I have been teaching part time at UBC since 1999 (online and face-to-face) on topics including evidenced-based practice, clinical reasoning, and research methods. My online teaching includes RHSC 501, Evidence for Practice. I really enjoy teaching online as I think it is a great opportunity for practicing clinicians to return to school without the constraints of physical classrooms and I love the mutual learning that goes on.
I graduated from the University of Alberta in 1991 with a Bachelor of Science in Occupational Therapy. I completed my Masters of Science at UBC in 2002 and my Doctorate in 2009. I have a wide range of research interests including client-centered practice, outcome measurement, assistive technology, spinal cord injury and residential care.
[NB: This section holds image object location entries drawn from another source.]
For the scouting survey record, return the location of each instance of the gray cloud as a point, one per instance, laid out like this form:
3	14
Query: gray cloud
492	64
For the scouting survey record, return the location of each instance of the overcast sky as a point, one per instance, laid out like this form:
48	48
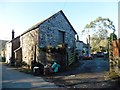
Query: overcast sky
20	16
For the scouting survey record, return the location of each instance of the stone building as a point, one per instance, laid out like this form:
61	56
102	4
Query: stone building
50	32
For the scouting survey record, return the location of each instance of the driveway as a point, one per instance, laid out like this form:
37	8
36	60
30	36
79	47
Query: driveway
15	79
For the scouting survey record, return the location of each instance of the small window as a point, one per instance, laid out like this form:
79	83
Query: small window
61	36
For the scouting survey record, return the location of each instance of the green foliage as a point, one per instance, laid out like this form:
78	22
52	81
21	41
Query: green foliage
98	30
23	63
113	75
113	36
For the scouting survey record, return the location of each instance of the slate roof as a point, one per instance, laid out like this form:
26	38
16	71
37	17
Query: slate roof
39	23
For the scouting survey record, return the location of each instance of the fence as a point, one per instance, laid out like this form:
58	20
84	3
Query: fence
116	48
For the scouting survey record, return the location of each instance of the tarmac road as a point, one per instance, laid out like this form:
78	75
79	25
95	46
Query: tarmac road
15	79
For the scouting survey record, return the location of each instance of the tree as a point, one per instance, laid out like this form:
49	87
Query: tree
98	29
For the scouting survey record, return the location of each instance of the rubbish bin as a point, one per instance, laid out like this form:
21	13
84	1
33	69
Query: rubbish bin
36	71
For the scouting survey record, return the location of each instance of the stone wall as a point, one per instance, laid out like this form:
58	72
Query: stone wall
29	43
49	31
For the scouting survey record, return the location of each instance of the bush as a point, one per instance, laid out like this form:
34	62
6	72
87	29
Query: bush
113	75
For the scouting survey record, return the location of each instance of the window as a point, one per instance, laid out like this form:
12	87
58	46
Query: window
61	36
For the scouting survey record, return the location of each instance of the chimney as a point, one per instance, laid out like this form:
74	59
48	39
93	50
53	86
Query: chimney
13	33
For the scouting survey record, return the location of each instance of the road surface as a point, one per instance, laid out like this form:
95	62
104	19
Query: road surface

My doctoral research was a two-phase project that explored the impact of wheelchairs on those living in residential care. Currently, I am an assistant professor in the Department of Occupational Science and Occupational Therapy at UBC. I am involved in a number of assistive-technology related studies including a longitudinal study looking at the natural history of power mobility use, development of a smart wheelchair for people with cognitive impairments and an intervention study that explores the impact of a client-centered assistive technology intervention on community dwelling individuals and their caregivers.
I am an avid bicycle commuter and I really enjoy the great outdoors and hanging out with my wife and three children.